The sun traveled across the hard blue sky as the Yankees moved along the shore, taking gun after gun and turning them on men who had manned them minutes before.
About midday Tim paused with his men to drink from his canteen and eat some hardtack and a ration of pork.
As the Yankees closed on Wagner there was token resistance, but it was clear that the Rebels would make their stand inside the fort. By late afternoon the attackers had traversed the ridge and the last of the coastal guns was theirs. Tim watched Kautz as Red and his men swung a big seacoast howitzer around and discharged a shell that burst above the heads of the retreating cannoneers.
The advance was halted and Tim settled down for a rest. Captain Kautz sat down close by. From where they rested, part of the fort could be seen—a great sculptured mound of earth and sand.
Kautz pointed to a bastion close to the sea, then motioned to the left. “The other salient is just out of sight behind those little trees. We’re told the fort holds three hundred men. The parapets are bristling with artillery.”
As if to accent what he had said, a shell from the fort arched high across the sky and exploded short of its mark. The fire from the fort was fitful now. The enemy was saving its fury for the Yankee assault.
Kautz spoke again. “We’ll launch our attack at low tide. Just now the tide is high. The strip of sand between the tidal creek and the sea wouldn’t hold a company, much less a regiment.”
Ships of the Federal Navy lay in a flat calm, just out of range of the Confederate shore batteries. The masts of the ships of the coastal blockade could be seen in the distance.
“Looks as if we’ll have Naval support,” Tim said.
“We’ll need support. As we sit here we’re well within range of the guns at Sumter and the batteries across the channel on Sullivan’s Island.” Kautz gestured toward the narrow neck of sand, the pathway to the fort. “That beach will be a hell on earth when all the batteries open fire.”
Sergeant Fitch came by. He smiled dryly and motioned toward the fort. “That place is bulging with angry men.” He put a hand on his hip. “But there’s one Rebel soldier who comes to my mind who might not find the heart to shoot at all.”
Blue uniforms covered the sand as far as the eye could see. Tim said, “If numbers counted, we could take the place without a fight.”
“That’s a pretty big ‘if,’ Lieutenant,” Fitch said. “Schoolboys with slingshots could hold that fort.”
“If we go in strong we’ll take the place,” Tim said. He turned away.
He found Red by a little stream on the westerly side of the neck of land. Red was stripped to the waist, dousing his hair and scrubbing his beard with a piece of soap.
Tim took him by surprise. “That beard would frighten the devil himself.”
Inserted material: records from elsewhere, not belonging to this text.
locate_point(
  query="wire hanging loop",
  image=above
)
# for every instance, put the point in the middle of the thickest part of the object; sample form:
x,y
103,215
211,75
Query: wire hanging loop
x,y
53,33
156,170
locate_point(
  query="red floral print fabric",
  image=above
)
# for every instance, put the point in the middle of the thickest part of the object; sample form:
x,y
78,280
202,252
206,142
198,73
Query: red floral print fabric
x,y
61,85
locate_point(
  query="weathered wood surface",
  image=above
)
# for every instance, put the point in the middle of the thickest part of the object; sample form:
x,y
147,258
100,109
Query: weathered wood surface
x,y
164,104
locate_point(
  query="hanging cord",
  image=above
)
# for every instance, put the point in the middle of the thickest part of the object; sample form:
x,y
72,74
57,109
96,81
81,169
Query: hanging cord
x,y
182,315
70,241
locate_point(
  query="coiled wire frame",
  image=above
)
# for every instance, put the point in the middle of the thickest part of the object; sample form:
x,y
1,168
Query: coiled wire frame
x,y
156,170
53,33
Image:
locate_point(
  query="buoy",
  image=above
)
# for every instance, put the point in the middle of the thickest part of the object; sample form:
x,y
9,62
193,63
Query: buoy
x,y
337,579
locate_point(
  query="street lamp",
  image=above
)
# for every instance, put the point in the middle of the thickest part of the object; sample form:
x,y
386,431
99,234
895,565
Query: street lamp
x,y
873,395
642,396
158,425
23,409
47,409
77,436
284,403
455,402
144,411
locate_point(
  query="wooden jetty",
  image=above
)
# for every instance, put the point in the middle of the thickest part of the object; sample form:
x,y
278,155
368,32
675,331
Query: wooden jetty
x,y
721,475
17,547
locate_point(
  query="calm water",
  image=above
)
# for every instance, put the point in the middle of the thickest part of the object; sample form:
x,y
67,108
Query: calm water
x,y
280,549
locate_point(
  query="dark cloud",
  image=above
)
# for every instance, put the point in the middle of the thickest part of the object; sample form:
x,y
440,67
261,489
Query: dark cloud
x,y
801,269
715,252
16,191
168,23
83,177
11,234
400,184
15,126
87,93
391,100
Red straightened up, grinning.
A row of wounded lay on the sandy bank of the stream, waiting to be taken to the rear. Tim noticed three gray blouses at the end of the line. Two mounted officers rode along the crest of the hill above the stream. A ferry service must have been set up to bring the horses and wagons across from Folly.
Red finished his washing and the two men moved up the hill. To their left the tower of Charleston’s St. Michael’s Church was a knife of fire in the light of the setting sun.
When his boys had cleaned their rifles and settled for the night Tim found a place close to the ocean, where he could be alone. A waning moon climbed the dark blue sky, and the phosphor-lighted waves that edged the mass of the open sea lapped gently against the shore below. The black outlines of the ships of the Navy—the monitors and gunboats—were etched against the hazy distance. He thought of a springtime more than two years ago when he and Kate had sat on Lookout Rock high above the river in the warmth and freshness of the sun, letting their eyes wander over the morning haze, finding patches of pine and green-gold willow trees. He remembered the sun striking the river and the trailing smoke from a distant train. When he had seen the train he had touched Kate’s hand. “Do you ever feel you’d like to bust loose and sprout wings and fly to the ends of the earth?”
Kate’s eyes had shone. “You make me feel that way.”